In other studies, the erosional effect caused by microsized particles in single-phase carrier fluid also has been reported. One hypothesis is that the presence of these microsized particles acts as an enabler, which produces homogeneous pits on the surface of metal, increasing significantly the contact surface area upon which chemical and mechanical interactions can take place.
The effect of multiphase flow and its interaction with sand particles, specifically fine solids, is often neglected. Hence, integrating both the erosion and fluid-flow models is essential in enhancing the accuracy of erosion evaluation.
MCFD Model for Erosion Prediction
In a pipeline system, the eroded spots caused by particles are detected typically at locations with restricted flow characteristics or radically changing flow directions, where the bend or elbow is identified as an erosion-susceptible area. Hence, in the present study, a 1-in. elbow is designed with a horizontal inlet and vertical upward outlet orientation. A length of 10 times the elbow internal diameter is placed upstream and downstream of the 90° elbow.
The computational procedure for this work includes MCFD simulation, where an annular flow regime of air and water is modeled in the elbow, incorporated with the division of grids to represent predefined flow conditions (Step 1). By tracking particle impingement within the carrier fluids (Step 2), erosion rate is calculated and analyzed (Step 3).
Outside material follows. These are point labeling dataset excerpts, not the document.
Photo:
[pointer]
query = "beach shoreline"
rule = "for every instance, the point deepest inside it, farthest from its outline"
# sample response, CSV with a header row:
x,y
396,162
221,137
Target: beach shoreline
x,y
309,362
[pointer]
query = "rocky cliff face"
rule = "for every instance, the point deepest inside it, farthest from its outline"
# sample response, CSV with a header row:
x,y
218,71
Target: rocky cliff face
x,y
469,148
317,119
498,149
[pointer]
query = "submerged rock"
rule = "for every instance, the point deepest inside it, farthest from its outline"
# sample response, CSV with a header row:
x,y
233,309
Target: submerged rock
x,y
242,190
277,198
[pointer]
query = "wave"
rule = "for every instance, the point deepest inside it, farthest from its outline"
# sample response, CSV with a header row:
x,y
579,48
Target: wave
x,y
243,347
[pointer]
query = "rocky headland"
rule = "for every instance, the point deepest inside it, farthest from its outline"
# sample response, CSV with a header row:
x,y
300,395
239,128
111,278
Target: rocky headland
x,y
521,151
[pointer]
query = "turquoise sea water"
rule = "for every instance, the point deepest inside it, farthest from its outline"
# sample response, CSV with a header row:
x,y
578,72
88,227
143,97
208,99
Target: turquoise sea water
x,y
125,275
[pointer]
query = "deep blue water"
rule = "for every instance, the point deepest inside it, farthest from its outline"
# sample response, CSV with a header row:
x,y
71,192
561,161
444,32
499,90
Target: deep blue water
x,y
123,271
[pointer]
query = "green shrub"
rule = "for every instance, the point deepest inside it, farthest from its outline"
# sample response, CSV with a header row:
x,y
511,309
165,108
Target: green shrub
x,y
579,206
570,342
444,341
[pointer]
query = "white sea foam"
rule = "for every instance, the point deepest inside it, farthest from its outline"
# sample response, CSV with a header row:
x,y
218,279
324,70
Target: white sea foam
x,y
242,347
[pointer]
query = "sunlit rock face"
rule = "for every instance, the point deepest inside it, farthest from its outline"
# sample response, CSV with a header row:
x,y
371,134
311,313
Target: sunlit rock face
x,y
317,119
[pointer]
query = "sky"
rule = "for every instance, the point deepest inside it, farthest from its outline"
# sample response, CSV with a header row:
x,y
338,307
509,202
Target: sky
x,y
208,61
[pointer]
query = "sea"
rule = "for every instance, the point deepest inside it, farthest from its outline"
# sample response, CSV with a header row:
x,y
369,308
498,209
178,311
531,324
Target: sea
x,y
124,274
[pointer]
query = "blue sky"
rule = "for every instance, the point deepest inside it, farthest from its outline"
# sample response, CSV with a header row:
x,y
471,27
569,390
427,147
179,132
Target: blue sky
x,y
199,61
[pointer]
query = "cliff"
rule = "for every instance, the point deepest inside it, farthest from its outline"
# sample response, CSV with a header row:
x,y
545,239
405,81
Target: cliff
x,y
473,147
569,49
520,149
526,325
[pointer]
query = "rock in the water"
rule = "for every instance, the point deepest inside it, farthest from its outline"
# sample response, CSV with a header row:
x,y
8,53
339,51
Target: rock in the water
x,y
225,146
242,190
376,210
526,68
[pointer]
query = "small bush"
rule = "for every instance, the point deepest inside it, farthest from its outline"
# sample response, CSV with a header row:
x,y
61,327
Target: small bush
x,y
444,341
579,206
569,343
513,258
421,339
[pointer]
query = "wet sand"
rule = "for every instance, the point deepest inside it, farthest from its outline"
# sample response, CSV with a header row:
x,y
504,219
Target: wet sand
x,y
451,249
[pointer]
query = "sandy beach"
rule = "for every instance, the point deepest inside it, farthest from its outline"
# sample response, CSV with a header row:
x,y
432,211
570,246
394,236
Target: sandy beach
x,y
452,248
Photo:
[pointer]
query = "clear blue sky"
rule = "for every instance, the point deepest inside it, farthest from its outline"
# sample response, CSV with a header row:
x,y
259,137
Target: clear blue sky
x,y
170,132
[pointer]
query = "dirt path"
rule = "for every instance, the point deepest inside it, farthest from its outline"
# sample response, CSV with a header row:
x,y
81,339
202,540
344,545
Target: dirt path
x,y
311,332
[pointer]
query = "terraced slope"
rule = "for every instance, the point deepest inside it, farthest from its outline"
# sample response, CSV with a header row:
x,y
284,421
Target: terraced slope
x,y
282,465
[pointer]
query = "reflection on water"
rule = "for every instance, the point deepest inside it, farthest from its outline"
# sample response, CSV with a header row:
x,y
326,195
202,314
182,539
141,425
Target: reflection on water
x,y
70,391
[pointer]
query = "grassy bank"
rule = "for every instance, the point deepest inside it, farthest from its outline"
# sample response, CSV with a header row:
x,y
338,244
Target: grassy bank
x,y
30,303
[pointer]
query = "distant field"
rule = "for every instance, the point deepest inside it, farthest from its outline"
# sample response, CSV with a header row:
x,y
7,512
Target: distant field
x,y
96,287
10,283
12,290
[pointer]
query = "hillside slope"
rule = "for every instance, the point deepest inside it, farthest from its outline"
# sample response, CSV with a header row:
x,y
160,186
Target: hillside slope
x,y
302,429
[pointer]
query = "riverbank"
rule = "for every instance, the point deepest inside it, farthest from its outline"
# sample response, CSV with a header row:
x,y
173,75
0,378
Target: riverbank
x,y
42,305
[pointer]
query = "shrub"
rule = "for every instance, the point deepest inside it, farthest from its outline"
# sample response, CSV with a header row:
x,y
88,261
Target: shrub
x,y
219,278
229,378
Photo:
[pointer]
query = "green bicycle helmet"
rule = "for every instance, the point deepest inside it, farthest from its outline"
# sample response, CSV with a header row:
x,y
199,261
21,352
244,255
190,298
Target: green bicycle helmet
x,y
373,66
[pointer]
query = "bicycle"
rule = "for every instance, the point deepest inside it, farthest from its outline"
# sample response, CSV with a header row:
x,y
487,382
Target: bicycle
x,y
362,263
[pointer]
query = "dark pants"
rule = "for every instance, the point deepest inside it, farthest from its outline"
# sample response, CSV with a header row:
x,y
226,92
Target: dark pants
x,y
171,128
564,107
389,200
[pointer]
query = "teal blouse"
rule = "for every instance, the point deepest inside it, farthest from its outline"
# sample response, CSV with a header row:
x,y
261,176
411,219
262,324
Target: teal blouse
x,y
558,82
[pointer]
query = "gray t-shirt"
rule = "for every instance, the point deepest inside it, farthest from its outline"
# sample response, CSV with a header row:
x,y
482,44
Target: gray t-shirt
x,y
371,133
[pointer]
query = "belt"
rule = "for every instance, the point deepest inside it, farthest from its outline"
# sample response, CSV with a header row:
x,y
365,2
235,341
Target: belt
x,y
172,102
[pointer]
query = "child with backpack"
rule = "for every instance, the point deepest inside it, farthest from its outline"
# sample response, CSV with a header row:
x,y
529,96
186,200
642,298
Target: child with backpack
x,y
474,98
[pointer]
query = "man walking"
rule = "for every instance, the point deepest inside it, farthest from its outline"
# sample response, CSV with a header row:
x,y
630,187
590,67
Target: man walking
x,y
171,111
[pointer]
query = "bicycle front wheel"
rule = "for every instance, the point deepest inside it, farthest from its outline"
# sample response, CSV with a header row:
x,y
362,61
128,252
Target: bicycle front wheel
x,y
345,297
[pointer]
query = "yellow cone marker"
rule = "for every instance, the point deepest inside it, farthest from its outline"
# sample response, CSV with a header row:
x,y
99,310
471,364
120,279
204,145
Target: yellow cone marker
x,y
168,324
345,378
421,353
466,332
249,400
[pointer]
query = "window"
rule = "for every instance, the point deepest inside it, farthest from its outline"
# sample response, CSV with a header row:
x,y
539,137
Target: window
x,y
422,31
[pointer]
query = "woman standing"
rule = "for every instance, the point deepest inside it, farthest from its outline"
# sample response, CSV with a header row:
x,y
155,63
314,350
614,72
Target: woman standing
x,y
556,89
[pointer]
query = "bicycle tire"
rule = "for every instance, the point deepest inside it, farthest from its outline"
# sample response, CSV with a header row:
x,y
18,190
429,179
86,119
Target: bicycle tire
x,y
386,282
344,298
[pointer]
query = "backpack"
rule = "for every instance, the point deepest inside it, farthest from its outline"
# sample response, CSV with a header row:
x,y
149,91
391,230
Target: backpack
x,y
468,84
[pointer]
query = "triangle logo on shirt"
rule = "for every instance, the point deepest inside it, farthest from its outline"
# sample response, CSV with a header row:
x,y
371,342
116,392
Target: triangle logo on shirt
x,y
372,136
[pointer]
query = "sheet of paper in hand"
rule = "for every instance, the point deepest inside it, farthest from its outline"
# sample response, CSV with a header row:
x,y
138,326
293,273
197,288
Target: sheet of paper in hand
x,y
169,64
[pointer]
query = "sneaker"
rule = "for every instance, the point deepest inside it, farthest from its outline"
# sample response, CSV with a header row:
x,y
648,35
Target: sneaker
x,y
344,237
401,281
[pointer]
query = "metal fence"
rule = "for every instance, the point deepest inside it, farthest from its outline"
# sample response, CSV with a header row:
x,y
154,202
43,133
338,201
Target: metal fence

Sand particles are carried and transported by carrier-fluid solutions. Thus, fluid characteristics contributed to the changes of particle/particle interactions and their behavior, resulting in variations of erosion pattern and magnitude on the target surface. Before assessment of erosion caused by fine particles, annular flow characteristics flowing through the 1-in. 90° elbow are developed with software. In air/water annular flow, sand particles are transported in liquid phase. Velocity increases further through the central core; therefore, particle velocity tends to be accelerated by liquid droplets entrained in high gas streams, causing significant erosion impact on the elbow area.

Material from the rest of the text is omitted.